In a household with children who are keen on dive-catching balls and very messy eaters means that clothes are dirtied daily with many stains. However, again, I have valiantly tried to bring in some energy efficiency principles into the household laundry habits. One attempt saw the use of a cold wash with a shorter cycle which had the benefit of both using the least amount of water and electricity out of the cycles on offer. However, as you might have expected, the stains didn’t come out and I was faced either with the option of washing the clothes again at a higher temperature or simply replacing the items as the stains were now indelibly fixed into the fabric. My compromise tactic has been to use a slightly higher temperature (40 degrees) and wait till there is enough washing to ensure the machine drum is completely full. However, again, the situation is less than ideal. Over time with these relatively warm washes, the washing machine may suffer, in particular if it is not sufficiently ventilated between washes. Biofilm, a kind of black scum, can accumulate in the machine and this risks damaging clothes and reducing the performance of the machine. The way to address this issue is simple: by putting the washing machine on a very high temperature (and therefore high energy consuming) cycle every six weeks. However, this may appear counter-productive given that the initial goal was to lower wash temperatures to reduce energy consumption.

Similar issues arise with my attempts to reduce energy consumption from dishwasher use. I opted for a rapid cycle, again to lower water and electricity use, but it has meant there has been a built of really unpleasant peach-grey slime inside the machine. The solution, as with the washing machine, is to try to blast it away with a regular hot cycle and the addition of some no-doubt noxious chemicals.

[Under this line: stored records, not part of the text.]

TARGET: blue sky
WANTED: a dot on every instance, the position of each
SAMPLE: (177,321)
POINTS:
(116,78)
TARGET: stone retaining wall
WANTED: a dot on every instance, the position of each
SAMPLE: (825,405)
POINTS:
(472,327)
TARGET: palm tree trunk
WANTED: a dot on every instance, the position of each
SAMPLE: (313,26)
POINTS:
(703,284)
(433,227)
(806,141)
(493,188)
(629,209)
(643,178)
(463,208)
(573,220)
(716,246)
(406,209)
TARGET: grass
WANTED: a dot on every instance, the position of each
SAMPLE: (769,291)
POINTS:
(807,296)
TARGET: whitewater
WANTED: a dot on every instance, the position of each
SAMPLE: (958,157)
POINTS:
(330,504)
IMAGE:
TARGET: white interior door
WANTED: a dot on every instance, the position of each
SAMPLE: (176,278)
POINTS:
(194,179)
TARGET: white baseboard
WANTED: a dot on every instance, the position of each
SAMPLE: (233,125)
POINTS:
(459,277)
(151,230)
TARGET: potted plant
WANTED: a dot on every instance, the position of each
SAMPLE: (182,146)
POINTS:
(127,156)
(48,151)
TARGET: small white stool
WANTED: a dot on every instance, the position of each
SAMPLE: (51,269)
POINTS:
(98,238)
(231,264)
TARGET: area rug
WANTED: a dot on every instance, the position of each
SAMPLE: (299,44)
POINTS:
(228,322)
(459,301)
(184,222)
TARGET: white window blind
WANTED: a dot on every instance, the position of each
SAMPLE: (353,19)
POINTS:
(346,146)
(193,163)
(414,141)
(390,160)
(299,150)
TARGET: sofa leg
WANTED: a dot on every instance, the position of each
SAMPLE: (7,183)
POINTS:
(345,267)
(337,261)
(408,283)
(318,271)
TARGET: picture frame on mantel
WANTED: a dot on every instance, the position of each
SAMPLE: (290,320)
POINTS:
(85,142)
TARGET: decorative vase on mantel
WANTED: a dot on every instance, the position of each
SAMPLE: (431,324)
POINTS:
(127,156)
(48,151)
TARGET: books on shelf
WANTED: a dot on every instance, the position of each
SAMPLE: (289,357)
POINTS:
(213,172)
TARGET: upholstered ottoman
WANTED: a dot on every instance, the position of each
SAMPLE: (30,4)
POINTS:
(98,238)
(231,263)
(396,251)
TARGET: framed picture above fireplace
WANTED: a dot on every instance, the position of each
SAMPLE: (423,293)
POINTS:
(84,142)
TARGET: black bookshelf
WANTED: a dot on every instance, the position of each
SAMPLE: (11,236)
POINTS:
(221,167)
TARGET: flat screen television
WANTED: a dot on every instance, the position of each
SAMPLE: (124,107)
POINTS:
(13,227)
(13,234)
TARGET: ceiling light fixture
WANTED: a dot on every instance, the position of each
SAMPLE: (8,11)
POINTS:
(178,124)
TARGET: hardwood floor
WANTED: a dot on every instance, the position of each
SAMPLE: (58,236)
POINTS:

My final example is the one that has caused the most trauma. In the master bedroom, there is an unheated en-suite bathroom with no much ventilation beyond a small extractor fan (there are no external windows or anything useful like that). In summer, as there is no heating on, we can ensure additional ventilation by leaving the bathroom door open and the bedroom windows open to let the moisture escape. However, it’s more problematic in winter. We don’t want to lose heat by opening windows but where will the moisture from the bathroom go? I have tried using a dehumidifier but this meant increased electricity consumption and didn’t seem to do much (a mouldy patch appeared in a corner of the ceiling from the condensation). So we decided to simply keep the bathroom door shut and hope the extractor fan could suffice. However, it appears that the condensation was simply building up in the bathroom. The exposed shower unit corroded and had to be replaced at not insignificant expense, whilst drops of water would drip down the toilet cistern. This caused the washers attaching the cistern to the seat to rust and then leak. This leak became major, making a large wet patch on the ceiling of the living room below. And in order to work out where this leak was coming from, large holes were cut in the ceiling, which need to be filled and plastered over.

The hole

Is it worth it? To be honest, I’m not sure.